There’s a lot of things I find interesting about these two writing a paper together on this topic. First, I would consider Buchanan to take more of a hard “Clovis-first” position (i.e. there is no pre-Clovis at all) and Metin more of a soft “Clovis-first” position (i.e. there’s solid evidence for pre-Clovis, although Clovis was first in some areas like the Great Lakes). Now, I could have this wrong, because people change their minds, but that’s how I read their thoughts from their extensive publication record.
Second, for the most part, they both come at studying stone tools from two different directions. Metin is an amazing flint-knapper, and he has written a ton on the variation in how people produce stone tools. You can almost think of Metin as someone who has spent a lot of time reverse-engineering the steps in the process of making a stone tool. Briggs, on the other hand, has written extensively on applying “cultural transmission theory” to the finished products. He is interested in what the slight variability in the shape of items like projectile points can tell us about prehistoric learning networks. Granted, there’s a lot of overlap between the approaches and the questions they’re trying to answer, but they’re just different enough for me to be intrigued about how they view Clovis technology.
So, what did they come up with? Well, this baller graphic for one:

Why do I think this is timely? Well, at Swag we have a lot of artifacts, and the overall character of the assemblage seems to fit really well into this lithic tech “cookbook.” Moreover, this flowchart REALLY gets at the heart of the Clovis assemblage at Topper, but Topper is a great example of how this gameplan gets adapted to poor quality raw material. Also, the assemblage at Swag bears some striking similarities to the Topper Clovis assemblage, and in particular to the artifacts that came out of the excavation block that formed the basis for my master’s thesis.
Over the course of the excavations, I noted some of the artifacts that illustrate this to some degree, and I pulled them out and took some photos last week. I’ll also compare them to the Eren/Buchanan flowchart. In a later post, I might compare these to the artifacts from the Clovis assemblage at Topper.
First, it seems like they were hauling in some some big chunks and spalls directly from the outcrop, like this beast of a flake.

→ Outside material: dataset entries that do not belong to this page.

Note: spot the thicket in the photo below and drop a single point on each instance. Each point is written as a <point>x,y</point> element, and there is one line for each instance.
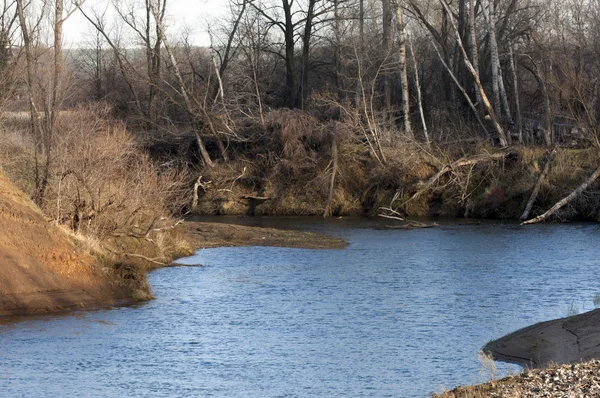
<point>312,107</point>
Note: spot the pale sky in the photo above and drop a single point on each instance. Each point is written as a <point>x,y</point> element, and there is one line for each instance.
<point>183,15</point>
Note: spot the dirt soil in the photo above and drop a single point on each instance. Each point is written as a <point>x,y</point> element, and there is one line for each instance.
<point>40,270</point>
<point>207,235</point>
<point>559,341</point>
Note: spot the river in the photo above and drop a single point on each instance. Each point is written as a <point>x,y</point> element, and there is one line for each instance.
<point>399,313</point>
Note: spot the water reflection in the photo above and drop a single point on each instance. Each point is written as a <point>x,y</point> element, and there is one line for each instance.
<point>397,313</point>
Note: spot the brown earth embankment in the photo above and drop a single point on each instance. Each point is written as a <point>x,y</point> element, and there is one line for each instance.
<point>40,270</point>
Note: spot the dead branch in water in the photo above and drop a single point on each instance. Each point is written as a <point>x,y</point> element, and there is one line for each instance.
<point>538,185</point>
<point>565,200</point>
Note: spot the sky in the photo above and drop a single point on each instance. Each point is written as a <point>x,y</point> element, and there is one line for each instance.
<point>192,16</point>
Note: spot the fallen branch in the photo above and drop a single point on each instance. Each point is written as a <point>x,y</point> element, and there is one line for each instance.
<point>565,200</point>
<point>538,185</point>
<point>334,166</point>
<point>150,260</point>
<point>454,165</point>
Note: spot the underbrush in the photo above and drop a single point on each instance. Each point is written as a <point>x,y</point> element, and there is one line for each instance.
<point>110,198</point>
<point>287,171</point>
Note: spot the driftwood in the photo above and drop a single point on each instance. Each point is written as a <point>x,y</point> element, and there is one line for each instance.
<point>565,200</point>
<point>538,185</point>
<point>412,225</point>
<point>257,198</point>
<point>459,163</point>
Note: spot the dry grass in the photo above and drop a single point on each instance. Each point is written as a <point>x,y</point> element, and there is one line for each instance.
<point>106,191</point>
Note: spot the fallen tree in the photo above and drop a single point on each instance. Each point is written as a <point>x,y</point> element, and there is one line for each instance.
<point>561,203</point>
<point>537,187</point>
<point>470,161</point>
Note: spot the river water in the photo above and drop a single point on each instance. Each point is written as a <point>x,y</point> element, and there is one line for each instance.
<point>396,314</point>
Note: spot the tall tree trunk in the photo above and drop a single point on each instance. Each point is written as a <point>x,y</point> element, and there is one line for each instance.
<point>403,69</point>
<point>308,26</point>
<point>488,106</point>
<point>387,51</point>
<point>189,107</point>
<point>419,99</point>
<point>360,52</point>
<point>515,76</point>
<point>290,79</point>
<point>566,200</point>
<point>474,45</point>
<point>500,97</point>
<point>338,51</point>
<point>547,122</point>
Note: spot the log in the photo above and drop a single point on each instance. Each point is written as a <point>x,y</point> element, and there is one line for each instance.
<point>459,163</point>
<point>561,203</point>
<point>538,185</point>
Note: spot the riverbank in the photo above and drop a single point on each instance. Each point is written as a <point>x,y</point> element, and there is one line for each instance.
<point>45,269</point>
<point>577,380</point>
<point>558,341</point>
<point>40,269</point>
<point>204,235</point>
<point>561,358</point>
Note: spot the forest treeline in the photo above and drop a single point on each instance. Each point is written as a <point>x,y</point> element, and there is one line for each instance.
<point>483,108</point>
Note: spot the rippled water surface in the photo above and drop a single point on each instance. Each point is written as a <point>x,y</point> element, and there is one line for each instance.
<point>398,313</point>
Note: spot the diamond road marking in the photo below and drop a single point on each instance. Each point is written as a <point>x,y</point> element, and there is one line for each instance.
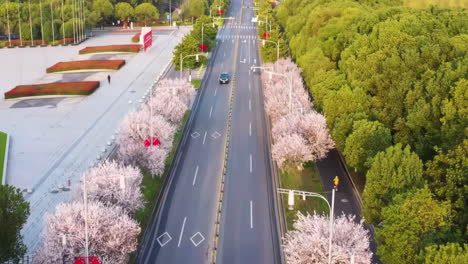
<point>195,134</point>
<point>165,241</point>
<point>215,135</point>
<point>197,236</point>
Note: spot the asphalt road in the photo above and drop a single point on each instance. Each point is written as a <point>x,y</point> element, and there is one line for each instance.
<point>184,229</point>
<point>248,231</point>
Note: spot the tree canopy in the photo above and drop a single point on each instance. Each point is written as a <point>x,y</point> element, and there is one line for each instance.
<point>14,211</point>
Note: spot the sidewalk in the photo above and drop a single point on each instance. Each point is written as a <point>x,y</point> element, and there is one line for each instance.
<point>346,200</point>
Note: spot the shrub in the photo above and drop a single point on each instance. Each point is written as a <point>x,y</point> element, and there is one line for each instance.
<point>111,48</point>
<point>86,65</point>
<point>68,88</point>
<point>136,38</point>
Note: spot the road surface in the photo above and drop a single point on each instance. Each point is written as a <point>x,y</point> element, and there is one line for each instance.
<point>185,227</point>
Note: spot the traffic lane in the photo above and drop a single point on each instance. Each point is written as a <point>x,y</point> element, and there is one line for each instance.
<point>175,203</point>
<point>246,233</point>
<point>247,221</point>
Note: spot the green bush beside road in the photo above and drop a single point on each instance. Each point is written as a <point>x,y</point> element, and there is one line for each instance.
<point>3,150</point>
<point>307,179</point>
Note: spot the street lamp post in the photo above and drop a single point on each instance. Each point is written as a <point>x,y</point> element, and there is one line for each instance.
<point>203,25</point>
<point>304,194</point>
<point>277,46</point>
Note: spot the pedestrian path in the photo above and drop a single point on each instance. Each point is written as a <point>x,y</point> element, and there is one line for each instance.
<point>235,36</point>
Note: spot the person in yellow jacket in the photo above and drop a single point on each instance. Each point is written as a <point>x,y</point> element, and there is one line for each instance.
<point>335,183</point>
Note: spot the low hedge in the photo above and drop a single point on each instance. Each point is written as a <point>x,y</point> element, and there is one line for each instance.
<point>64,88</point>
<point>132,48</point>
<point>136,38</point>
<point>86,65</point>
<point>37,42</point>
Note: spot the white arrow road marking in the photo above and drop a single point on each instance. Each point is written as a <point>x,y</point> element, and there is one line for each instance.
<point>200,239</point>
<point>182,231</point>
<point>164,241</point>
<point>195,134</point>
<point>204,138</point>
<point>195,177</point>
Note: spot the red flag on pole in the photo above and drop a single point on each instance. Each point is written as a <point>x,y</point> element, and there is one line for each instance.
<point>82,260</point>
<point>203,47</point>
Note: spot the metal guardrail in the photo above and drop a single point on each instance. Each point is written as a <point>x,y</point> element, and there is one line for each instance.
<point>5,160</point>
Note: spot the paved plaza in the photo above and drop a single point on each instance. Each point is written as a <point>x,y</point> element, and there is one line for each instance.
<point>55,139</point>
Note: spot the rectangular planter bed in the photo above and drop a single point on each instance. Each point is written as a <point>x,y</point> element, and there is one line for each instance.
<point>65,88</point>
<point>136,38</point>
<point>86,65</point>
<point>132,48</point>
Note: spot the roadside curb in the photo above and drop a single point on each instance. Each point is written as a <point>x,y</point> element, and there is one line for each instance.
<point>5,161</point>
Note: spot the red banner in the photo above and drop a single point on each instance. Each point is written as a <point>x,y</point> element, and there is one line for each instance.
<point>202,47</point>
<point>91,259</point>
<point>148,39</point>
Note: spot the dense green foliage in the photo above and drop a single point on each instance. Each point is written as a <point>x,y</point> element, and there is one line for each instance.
<point>410,224</point>
<point>14,212</point>
<point>146,11</point>
<point>391,172</point>
<point>386,74</point>
<point>190,44</point>
<point>451,253</point>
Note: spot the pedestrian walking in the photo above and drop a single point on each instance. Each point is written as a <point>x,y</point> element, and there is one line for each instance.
<point>335,183</point>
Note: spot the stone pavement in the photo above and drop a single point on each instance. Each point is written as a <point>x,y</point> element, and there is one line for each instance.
<point>54,140</point>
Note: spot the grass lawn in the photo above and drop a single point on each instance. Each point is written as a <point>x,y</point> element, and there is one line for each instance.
<point>196,83</point>
<point>151,186</point>
<point>306,180</point>
<point>3,138</point>
<point>359,180</point>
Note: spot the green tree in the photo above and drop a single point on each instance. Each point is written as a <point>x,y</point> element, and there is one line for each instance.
<point>451,253</point>
<point>447,178</point>
<point>188,46</point>
<point>198,8</point>
<point>367,138</point>
<point>392,172</point>
<point>14,212</point>
<point>409,226</point>
<point>341,116</point>
<point>124,11</point>
<point>103,9</point>
<point>145,12</point>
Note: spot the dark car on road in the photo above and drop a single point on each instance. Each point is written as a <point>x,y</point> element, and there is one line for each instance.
<point>224,77</point>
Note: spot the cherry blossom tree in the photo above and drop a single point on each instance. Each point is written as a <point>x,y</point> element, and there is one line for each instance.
<point>114,184</point>
<point>135,129</point>
<point>112,234</point>
<point>299,133</point>
<point>291,148</point>
<point>308,242</point>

And from there, we have have a lot more opportunistic knapping than prismatic knapping. However, we do have a few attempts at creating the blade cores for prismatic knapping. However, they’re not very pretty compared to Clovis sites like Gault or Carson-Conn-Short, which are sitting in close proximity to really abundant, high quality material. Rather than having true, formal conical- or wedge-shaped cores, we have this…

You can see where they peeled off a lot of long removals to create long,skinny flakes, but they they were also trying to overcome some impurities in the raw materials. I’ll save you the suspense and just say that the other side of this piece is ugly. Also, based on some of the other flakes from this unit, I suspect that when Derek Anderson goes nuts refitting this, we’ll find that they kept trying over and over again to rejuvenate this one side to of the core to produce blades.
Ok, what were they doing with those blades? Well, they were making some stuff like this…

…a long, but thick flake that has margins that have been edited to make them more jagged (i.e. serrated or denticulated).
In some cases, they took advantage of opportunistically knapped flakes to make artifacts that have the same basic shape (but were probably not produced by a removal from a formal blade core).

In other cases, they used “opportunistic flaking” to produce artifacts that look like side-scrapers (apologies for the blurry pic – I was in a hurry)…

…and larger, more heavy duty unifaces (similar to those found at Topper).

We also have several heavy duty adze-like tools that are bifacial…


…some bifacial pieces that are just, for lack of better words, clunky…

…and finally a biface that might be a bifacial preform with overshot removals (0r maybe another adze?), like the biface in the far left of the Eren/Buchanan graphic. However, their bifacial preform was placed in a cache, whereas ours was likely a manufacturing reject at a quarry. Predictably, the Swag example here is much less aesthetically pleasing. It still has some of the silt/clay mush adhering to it, and I didn’t have time to really gently remove it before taking the picture.

So, what do I think? I wish we had uncovered a fluted preform, or a biface with more clear overshot removals (like the artifacts on the far left and bottom left of the Eren/Buchanan graphic), but as it stands now, we think think have an artifact assemblage that bears an uncanny resemblance to the Clovis assemblage at Topper and elsewhere in North America.